Sulle banche, in particolare, oggi l’umore è stato condizionato da quanto comunicato venerdì sera da Mps con la vigilanza della Bce tornata a premere sul fronte Npl. Nel dettaglio la Bce raccomanda di implementare, nei prossimi anni (fino alla fine del 2026) un graduale aumento dei livelli di copertura sullo stock di crediti deteriorati in essere alla fine di marzo 2018 secondo una logica complementare alle indicazioni fornite nell’Addendum alle Linee guida della Bce per le banche sui crediti deteriorati (Npl) generati a partire da aprile 2018. Il rischio è quindi di un’interpretazione in generale più restrittiva della Bce sui nuovi crediti deteriorati.

LA BOZZA DI DECISIONE DELLA BCE

La bozza di decisione della Bce sullo Srep raccomanda a Mps di svalutare completamente entro il 2026 non solo i nuovi flussi di npl ma anche lo stock di crediti deteriorati in essere allo scorso marzo, con un impatto complessivo potenziale che potrebbe oscillare – secondo le valutazioni di alcuni analisti finanziari – tra gli 8,7 e gli 1,1 miliardi di euro.

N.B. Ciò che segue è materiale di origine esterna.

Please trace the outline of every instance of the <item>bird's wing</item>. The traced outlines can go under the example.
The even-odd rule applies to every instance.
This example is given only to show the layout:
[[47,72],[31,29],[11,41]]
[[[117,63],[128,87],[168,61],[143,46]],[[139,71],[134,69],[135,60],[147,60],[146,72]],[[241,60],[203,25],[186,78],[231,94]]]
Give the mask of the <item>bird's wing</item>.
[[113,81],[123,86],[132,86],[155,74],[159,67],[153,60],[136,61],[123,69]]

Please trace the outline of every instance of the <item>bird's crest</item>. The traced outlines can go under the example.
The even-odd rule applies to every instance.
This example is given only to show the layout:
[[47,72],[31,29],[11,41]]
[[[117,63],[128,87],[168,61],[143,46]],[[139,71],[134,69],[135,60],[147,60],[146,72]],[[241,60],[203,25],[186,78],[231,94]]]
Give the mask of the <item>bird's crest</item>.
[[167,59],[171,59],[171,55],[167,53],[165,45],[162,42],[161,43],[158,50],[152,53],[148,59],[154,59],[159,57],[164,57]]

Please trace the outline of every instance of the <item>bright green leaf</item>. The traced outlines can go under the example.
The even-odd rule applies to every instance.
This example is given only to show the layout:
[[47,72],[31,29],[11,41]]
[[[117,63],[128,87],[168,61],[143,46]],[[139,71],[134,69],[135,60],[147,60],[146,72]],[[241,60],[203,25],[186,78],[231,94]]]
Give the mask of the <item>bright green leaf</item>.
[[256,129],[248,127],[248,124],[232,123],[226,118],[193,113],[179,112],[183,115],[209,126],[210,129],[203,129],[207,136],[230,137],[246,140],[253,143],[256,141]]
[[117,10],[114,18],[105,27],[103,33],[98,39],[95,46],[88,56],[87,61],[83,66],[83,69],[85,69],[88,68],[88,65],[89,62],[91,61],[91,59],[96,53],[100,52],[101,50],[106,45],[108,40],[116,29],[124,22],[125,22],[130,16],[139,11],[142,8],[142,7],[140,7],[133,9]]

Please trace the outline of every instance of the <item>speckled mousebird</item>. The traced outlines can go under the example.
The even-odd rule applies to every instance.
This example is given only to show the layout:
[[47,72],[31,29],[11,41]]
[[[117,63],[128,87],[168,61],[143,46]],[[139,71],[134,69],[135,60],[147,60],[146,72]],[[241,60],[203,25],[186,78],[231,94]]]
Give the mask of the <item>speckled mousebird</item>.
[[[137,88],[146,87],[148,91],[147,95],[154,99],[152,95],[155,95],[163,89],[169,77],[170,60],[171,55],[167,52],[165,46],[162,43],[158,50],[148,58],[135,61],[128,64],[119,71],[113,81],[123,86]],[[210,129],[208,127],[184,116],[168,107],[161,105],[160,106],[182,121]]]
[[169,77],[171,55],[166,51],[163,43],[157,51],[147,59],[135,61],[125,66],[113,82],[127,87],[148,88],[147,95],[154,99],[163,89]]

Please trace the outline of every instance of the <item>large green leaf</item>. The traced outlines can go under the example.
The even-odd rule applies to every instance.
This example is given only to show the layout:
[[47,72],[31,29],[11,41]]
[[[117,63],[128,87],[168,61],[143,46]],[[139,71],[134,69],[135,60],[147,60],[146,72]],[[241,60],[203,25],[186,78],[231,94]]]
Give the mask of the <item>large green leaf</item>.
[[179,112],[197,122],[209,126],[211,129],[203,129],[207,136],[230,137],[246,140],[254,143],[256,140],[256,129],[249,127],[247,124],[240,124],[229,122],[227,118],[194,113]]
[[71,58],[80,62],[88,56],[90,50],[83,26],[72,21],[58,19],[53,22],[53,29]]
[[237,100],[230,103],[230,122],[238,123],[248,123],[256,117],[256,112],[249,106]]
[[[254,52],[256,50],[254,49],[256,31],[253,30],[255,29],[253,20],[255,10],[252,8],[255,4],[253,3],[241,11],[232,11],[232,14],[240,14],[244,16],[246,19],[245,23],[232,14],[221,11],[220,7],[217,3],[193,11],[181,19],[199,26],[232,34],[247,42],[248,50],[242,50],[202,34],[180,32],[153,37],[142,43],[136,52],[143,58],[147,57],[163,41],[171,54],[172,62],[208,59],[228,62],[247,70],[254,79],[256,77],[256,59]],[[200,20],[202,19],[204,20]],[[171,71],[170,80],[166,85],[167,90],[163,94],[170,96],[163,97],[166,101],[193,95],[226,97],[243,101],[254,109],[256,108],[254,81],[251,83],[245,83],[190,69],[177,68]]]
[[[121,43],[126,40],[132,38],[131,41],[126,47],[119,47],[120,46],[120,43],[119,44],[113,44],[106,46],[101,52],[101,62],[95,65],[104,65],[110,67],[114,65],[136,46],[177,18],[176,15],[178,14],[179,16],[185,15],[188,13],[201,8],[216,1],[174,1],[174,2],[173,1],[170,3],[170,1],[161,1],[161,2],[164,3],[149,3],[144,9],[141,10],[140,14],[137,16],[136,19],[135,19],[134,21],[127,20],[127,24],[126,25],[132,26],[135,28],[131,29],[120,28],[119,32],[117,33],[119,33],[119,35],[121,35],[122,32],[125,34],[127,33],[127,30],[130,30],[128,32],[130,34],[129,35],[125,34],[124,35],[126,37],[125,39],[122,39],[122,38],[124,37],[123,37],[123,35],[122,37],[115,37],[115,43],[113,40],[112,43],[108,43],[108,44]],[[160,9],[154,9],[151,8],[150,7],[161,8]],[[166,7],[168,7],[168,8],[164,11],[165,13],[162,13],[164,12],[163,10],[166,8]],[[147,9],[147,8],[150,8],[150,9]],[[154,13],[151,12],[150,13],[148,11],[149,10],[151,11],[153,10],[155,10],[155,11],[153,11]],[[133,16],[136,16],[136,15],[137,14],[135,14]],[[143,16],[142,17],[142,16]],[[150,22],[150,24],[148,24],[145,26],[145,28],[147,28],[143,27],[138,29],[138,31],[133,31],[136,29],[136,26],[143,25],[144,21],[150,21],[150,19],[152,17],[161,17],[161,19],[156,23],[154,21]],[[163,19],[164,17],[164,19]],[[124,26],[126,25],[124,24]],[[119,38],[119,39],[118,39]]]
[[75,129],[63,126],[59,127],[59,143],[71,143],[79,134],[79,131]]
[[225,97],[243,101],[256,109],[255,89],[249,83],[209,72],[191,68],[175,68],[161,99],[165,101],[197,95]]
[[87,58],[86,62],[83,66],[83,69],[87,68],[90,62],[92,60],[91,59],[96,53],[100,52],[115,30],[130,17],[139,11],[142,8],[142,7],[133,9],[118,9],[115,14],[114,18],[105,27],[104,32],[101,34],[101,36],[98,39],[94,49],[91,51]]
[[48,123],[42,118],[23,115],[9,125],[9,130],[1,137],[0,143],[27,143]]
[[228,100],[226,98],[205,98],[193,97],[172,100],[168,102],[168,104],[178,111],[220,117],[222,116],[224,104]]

I COMMENTI DI EQUITA E AKROS

La notizia viene giudicata da Equita e Akros come negativa per Mps, che crolla in Borsa. Ma è tutto il comparto bancario a soffrire mentre il mercato si interroga se il pugno duro della Bce potrebbe essere applicato ad altre banche.

IL REPORT DI MEDIOBANCA

“La versione originale dell’Addendum Bce (che prevedeva la svalutazione dello stock di npl entro sette anni, ndr) era stata superata da una versione piu’ leggera proposta dalla Commissione Ue (che prevede la svalutazione solo dei nuovi flussi, ndr) ma – a quanto si può capire – la Bce puo’ utilizzare un approccio differente caso per caso”, sottolinea Mediobanca. “Riteniamo che il mercato dovra’ valutare se questo approccio caso per caso sia qualcosa che si applica solo a Mps o anche ad altre banche in Italia o fuori dall’Italia”.

CHE COSA DICONO GLI ANALISTI

“La Bce sta chiedendo di aumentare la copertura sugli Npl al 100% in sette anni, non solo sui nuovi flussi, ma anche sullo stock, fatto che per noi rappresenta una sorpresa e alla luce del quale riduciamo il giudizio da ‘buy’ (acquistare) a ‘neutral'”, affermano gli analisti di Banca Akros, che ricordano come ad aprile 2018 Mps avesse “19,8 miliardi di Npe lordi con una copertura media del 56%”. Ne consegue che “servirebbero circa 8,7 miliardi di euro nei prossimi sette anni per coprire completamente questo stock, senza considerare nuovi flussi”. Anche per Equita l’indicazione arrivata dalla Bce è che Mps “debba azzerare” entro il 2026, il valore dei crediti deteriorati non garantiti dopo 2 anni e quelli garantiti dopo 7 anni. “La notizia e’ negativa per Mps in quanto aumenta la pressione sui ratio di vigilanza anche se crediamo che l’impatto sia, con ipotesi ragionevoli, tutto sommato ancora gestibile” in quanto “e’ ragionevole ipotizzare” una copertura al 70% per i crediti garantiti e al 90% per quelli non garantiti “per tener conto dei recuperi effettuati tramite work-out e cessioni”. Per Equita la richiesta dovrebbe comportare l’assorbimento di 160 milioni all’anno con un “impatto negativo di 25 punti base” sul Cet1 mentre giudica “uno scenario irrealistico” quello di un “azzeramento totale degli NPE al 2026”, ipotesi che costerebbe all’anno “886 milioni di maggiori assorbimenti” e un impatto di 138 punti base sul Cet1.